In parallelo, senza alcuna area di congiunzione, si esprime la fotografia non professionale, svolta e frequentata da volonterosi autori, capaci di declinare infiniti idiomi, ognuno dei quali deve rispondere soltanto a propositi, disegni e scopi personali. È da questo grande mondo, prolifico tanto quanto può essere tutto ciò che nasce dall’anima e dall’amore senza mediazioni, che arrivano segnali e svolgimenti inattesi nella propria bellezza interiore (quella formale è solo necessaria, ma non sufficiente).
È qui, è con questi profondi propositi che si esprime il pistoiese Marco Saielli, che -come tanti altri fotografi non professionisti- individua argomenti, situazioni e vicende che af-
fronta con la libertà, dolce e avvolgente, che guida la sua declinazione. In questa sua Fotografia, ognuno può aggiungere alla propria esperienza (e coscienza!) nuove visioni, interpretazioni inattese e vicende umane che si svolgono / si sono svolte in tempi e luoghi non raggiungibili che con la fotografia d’amore: quella che stabilisce la grande differenza.
In questo senso, anche per Marco Saielli è obbligatorio ripetere la sequenza tra causa ed effetto che rovescia un terribile stereotipo: fa quello che è! E non è certo quello che fa... l’inversione temporale e ideologica è fondamentale.
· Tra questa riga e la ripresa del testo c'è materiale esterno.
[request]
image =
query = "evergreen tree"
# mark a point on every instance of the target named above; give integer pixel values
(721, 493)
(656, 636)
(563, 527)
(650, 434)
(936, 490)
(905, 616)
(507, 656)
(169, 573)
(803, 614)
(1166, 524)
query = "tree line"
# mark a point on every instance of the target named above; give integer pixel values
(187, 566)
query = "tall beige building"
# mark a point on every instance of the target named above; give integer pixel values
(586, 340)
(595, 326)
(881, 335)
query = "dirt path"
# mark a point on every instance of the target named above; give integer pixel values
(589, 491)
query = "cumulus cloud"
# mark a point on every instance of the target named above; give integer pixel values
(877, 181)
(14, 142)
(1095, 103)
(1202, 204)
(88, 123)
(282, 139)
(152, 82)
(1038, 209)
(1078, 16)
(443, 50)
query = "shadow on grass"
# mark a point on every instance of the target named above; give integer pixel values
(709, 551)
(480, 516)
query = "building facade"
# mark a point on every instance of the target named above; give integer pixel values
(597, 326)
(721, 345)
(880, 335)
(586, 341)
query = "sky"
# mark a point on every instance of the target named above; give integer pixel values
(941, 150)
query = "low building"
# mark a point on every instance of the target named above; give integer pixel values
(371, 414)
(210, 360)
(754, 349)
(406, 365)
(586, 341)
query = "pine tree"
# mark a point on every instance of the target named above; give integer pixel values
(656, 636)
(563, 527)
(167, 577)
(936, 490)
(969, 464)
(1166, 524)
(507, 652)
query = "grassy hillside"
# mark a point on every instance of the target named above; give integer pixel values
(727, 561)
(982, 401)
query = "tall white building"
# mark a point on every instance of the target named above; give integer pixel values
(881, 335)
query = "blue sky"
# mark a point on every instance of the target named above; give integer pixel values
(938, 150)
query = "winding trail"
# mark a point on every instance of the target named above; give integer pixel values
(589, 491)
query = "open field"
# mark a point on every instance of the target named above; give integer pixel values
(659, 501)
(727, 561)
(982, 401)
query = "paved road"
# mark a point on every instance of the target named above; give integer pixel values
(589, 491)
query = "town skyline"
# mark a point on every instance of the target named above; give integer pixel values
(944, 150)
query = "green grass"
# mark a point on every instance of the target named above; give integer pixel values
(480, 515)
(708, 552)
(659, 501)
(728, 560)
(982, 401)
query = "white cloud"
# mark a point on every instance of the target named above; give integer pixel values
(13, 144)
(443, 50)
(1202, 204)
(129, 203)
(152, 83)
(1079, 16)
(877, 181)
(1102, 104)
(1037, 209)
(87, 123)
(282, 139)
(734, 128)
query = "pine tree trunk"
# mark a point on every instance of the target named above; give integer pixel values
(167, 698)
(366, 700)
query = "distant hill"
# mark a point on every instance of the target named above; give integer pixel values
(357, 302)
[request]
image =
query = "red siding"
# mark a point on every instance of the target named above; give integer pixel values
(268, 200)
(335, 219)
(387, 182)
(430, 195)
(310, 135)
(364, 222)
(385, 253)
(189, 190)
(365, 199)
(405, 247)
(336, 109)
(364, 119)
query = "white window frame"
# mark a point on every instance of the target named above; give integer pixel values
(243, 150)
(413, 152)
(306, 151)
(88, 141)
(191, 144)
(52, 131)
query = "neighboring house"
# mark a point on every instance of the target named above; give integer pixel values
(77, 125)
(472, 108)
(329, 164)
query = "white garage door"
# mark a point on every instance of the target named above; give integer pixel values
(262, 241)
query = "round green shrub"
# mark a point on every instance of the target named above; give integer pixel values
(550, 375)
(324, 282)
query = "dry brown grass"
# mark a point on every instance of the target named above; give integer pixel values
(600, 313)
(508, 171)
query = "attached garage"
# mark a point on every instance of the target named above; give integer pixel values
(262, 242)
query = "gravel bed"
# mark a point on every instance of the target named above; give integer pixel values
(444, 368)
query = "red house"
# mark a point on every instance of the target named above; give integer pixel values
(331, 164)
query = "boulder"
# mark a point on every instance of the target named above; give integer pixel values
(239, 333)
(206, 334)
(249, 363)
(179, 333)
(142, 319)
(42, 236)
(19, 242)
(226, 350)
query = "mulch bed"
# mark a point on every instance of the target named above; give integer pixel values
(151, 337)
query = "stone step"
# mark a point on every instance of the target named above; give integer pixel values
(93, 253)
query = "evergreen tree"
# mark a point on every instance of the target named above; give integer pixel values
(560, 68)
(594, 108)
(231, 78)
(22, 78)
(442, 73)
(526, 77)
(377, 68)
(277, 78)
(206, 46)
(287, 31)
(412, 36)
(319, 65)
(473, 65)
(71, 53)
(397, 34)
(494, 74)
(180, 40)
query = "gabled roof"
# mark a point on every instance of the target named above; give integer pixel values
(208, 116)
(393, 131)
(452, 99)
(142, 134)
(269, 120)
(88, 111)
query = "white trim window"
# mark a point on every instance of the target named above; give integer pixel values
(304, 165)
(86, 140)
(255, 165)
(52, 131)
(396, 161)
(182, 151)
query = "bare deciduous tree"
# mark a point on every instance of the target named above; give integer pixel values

Il suo intenso progetto Il Dragone al Primo maggio, svolto in almeno due tempi, in anni diversi, è esemplare. Anzitutto, è sintomatico di quanto di positivo e valido attribuiamo e certifichiamo a certa Fotografia non professionale, quella generosa, non certo quella autoreferenziale che si esaurisce nel solo svolgimento del compitino, così come è genericamente e banalmente accettato e apprezzato da coloro i quali sono privi di sentimenti.
In consecuzione diretta, con la declinazione di un lessico a lungo meditato, che si svolge sulla cadenza di esposizioni multiple volontarie, consapevoli e controllate, Marco Saielli accosta tra loro due momenti temporalmente e geograficamente coincidenti, tanto quanto sono emblematici di due culture che si esprimono in un unico territorio.
Siamo a Prato, ormai capoluogo di provincia (la più piccola italiana, sia per superficie sia per numero di comuni). Siamo a Prato, città di profonde radici politiche orientate come ognuno di noi dovrebbe sapere. Siamo a Prato, là dove è localizzata la più vasta comunità cinese del nostro paese.
Così che, in coincidenza di date, il Primo maggio, celebrativo della Festa dei lavoratori, di antica memoria, collima e si fonde, quasi, con il Capodanno cinese, festeggiato da una comunità in un certo modo già ferita, che non intende occuparsi di “sproloqui” politici. Però, da una parte e dall’altra, i festeggiamenti sono simili, per quanto ciascuno risponda a propri accompagnamenti di simboli, colori e richiami.
Là dove ogni celebrazione potrebbe esaurirsi nel proprio disordine apparente, con la propria abilità fotografica (dalla forma al contenuto, come si conviene), Marco Saielli mette ordine. La sua azione intelligente abbatte i confini apparenti, per comporre un tutt’uno di efficacia visiva: quella che indirizza l’osservatore verso la comprensione e il coinvolgimento.
In ulteriore ripetizione, qui più necessaria, da e con Edward Steichen (che non dovrebbe richiedere parole di presentazione): «Missione della Fotografia è spiegare l’Uomo all’Uomo, e ogni Uomo a se stesso».